The primary goal is to develop a multilingual AI model that is widely adopted within the Spanish-speaking world, emphasizing transparency and regional relevance over global performance benchmarks.
How does ALIA compare to other large language models like Llama 2?
Benchmark results indicate ALIA currently lags behind Llama 2 in certain performance metrics, such as XNLI and SQuAD accuracy, reflecting a focus on multilingual coverage and regional adaptation rather than raw performance.
What are the strategic implications of ALIA for Europe?
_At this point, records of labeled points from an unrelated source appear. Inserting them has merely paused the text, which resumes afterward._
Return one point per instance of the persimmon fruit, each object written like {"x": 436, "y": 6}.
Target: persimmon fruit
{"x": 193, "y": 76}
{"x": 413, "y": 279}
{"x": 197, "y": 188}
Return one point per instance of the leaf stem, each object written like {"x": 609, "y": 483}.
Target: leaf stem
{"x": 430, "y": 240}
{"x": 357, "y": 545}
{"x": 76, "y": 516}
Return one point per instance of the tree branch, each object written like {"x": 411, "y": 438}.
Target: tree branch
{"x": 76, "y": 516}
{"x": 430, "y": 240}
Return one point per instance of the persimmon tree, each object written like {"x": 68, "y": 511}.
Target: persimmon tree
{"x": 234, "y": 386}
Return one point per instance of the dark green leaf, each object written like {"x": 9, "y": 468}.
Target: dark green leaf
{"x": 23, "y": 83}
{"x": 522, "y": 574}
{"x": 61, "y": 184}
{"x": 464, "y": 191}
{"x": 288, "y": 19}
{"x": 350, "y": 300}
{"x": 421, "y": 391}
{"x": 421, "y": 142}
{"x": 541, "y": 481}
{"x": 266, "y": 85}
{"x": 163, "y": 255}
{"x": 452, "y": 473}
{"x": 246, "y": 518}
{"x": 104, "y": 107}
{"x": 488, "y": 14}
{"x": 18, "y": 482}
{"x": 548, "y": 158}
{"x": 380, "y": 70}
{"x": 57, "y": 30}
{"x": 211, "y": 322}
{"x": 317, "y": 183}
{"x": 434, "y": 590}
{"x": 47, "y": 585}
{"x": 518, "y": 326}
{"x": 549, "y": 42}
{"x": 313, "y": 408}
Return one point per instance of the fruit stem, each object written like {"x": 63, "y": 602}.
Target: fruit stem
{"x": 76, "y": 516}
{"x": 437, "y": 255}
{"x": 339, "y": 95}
ALIA exemplifies Europe’s approach to developing sovereign AI capabilities with a focus on transparency, open-source principles, and regional language support, but it also highlights challenges in achieving competitive performance at scale.
Will ALIA be used outside Spain?
While the project aims to maximize adoption in the Spanish-speaking world, its open-source nature and multilingual capabilities could enable broader use, though strategic emphasis remains regional.
What are the next milestones for the ALIA project?
Upcoming milestones include deployment in government and industry applications, further benchmarking, and evaluation of regional adoption rates, with ongoing efforts to improve model performance and transparency.